When Jeff Bailey resigned as editor of Crain's Chicago Business last week, I didn't think it was relevant to this blog. Although Crain owns a ton of B2B properties, the publication Bailey helmed was part of a different, although related world -- business magazines for consumers.
But an article in the Chicago Tribune made me rethink my position. According to the Tribune, part of Bailey's problem appears to be that he alienated his staff. Editorial employees were working "longer hours" to keep up with Bailey, a former Wall Street Journal staffer who was at his desk early, late and on weekends.
Bailey was a departure for Crain -- an outsider, rather than someone who rose through the ranks of the company. And it seems that Bailey brought with him the sort of obsessive, striving, money-oriented, worker-loathing style of big media.
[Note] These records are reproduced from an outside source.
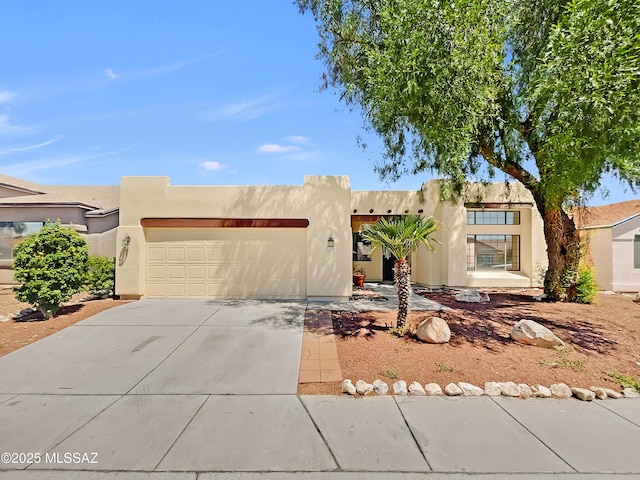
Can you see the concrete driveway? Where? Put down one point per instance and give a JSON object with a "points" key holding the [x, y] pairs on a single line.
{"points": [[161, 389]]}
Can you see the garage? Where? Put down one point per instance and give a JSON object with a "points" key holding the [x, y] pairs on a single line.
{"points": [[228, 261]]}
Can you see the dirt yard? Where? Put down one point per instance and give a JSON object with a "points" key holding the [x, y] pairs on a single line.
{"points": [[598, 338], [14, 335]]}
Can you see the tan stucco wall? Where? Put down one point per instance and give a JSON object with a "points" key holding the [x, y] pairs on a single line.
{"points": [[626, 278], [329, 204], [324, 201]]}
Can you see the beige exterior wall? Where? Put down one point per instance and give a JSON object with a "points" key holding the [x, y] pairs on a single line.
{"points": [[626, 278], [323, 201]]}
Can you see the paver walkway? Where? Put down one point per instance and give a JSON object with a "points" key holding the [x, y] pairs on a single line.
{"points": [[196, 390]]}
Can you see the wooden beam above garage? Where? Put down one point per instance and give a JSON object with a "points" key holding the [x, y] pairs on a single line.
{"points": [[225, 222]]}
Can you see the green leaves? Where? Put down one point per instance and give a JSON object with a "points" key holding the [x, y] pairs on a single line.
{"points": [[401, 235], [50, 266]]}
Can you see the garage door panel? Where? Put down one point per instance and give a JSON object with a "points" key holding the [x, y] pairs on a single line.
{"points": [[226, 263]]}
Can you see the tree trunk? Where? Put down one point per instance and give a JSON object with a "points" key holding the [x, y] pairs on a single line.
{"points": [[563, 253], [401, 273]]}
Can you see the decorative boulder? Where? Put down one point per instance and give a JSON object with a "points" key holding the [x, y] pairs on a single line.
{"points": [[470, 390], [452, 390], [613, 394], [492, 389], [416, 389], [400, 388], [363, 388], [348, 387], [433, 330], [560, 390], [472, 296], [432, 389], [380, 387], [583, 394], [532, 333], [540, 391], [509, 389]]}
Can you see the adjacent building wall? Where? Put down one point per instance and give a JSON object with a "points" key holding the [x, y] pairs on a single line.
{"points": [[324, 201]]}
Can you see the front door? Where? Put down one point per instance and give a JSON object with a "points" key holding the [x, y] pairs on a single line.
{"points": [[387, 268]]}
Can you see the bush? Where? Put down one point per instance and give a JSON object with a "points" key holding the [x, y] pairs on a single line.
{"points": [[586, 286], [50, 266], [101, 279]]}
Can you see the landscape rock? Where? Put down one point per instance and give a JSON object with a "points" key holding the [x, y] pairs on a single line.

I've done my time in big media. I've worked at CNN, Primedia and the mother of all unpleasant newsrooms -- Bloomberg. And I learned to dislike the people who do well in those environments -- sycophants, weaklings, manipulators and ego-crazed moguls. One of the things I love about B2B publishing -- one of the things that has brought me back to this world time and time again -- is that the smaller, often family-owned companies that dominate the field don't see a conflict between success and their workers' happiness.
And so I'm pleased to see that a B2B company has seemingly turned its back on the win-at- all-costs style of big media.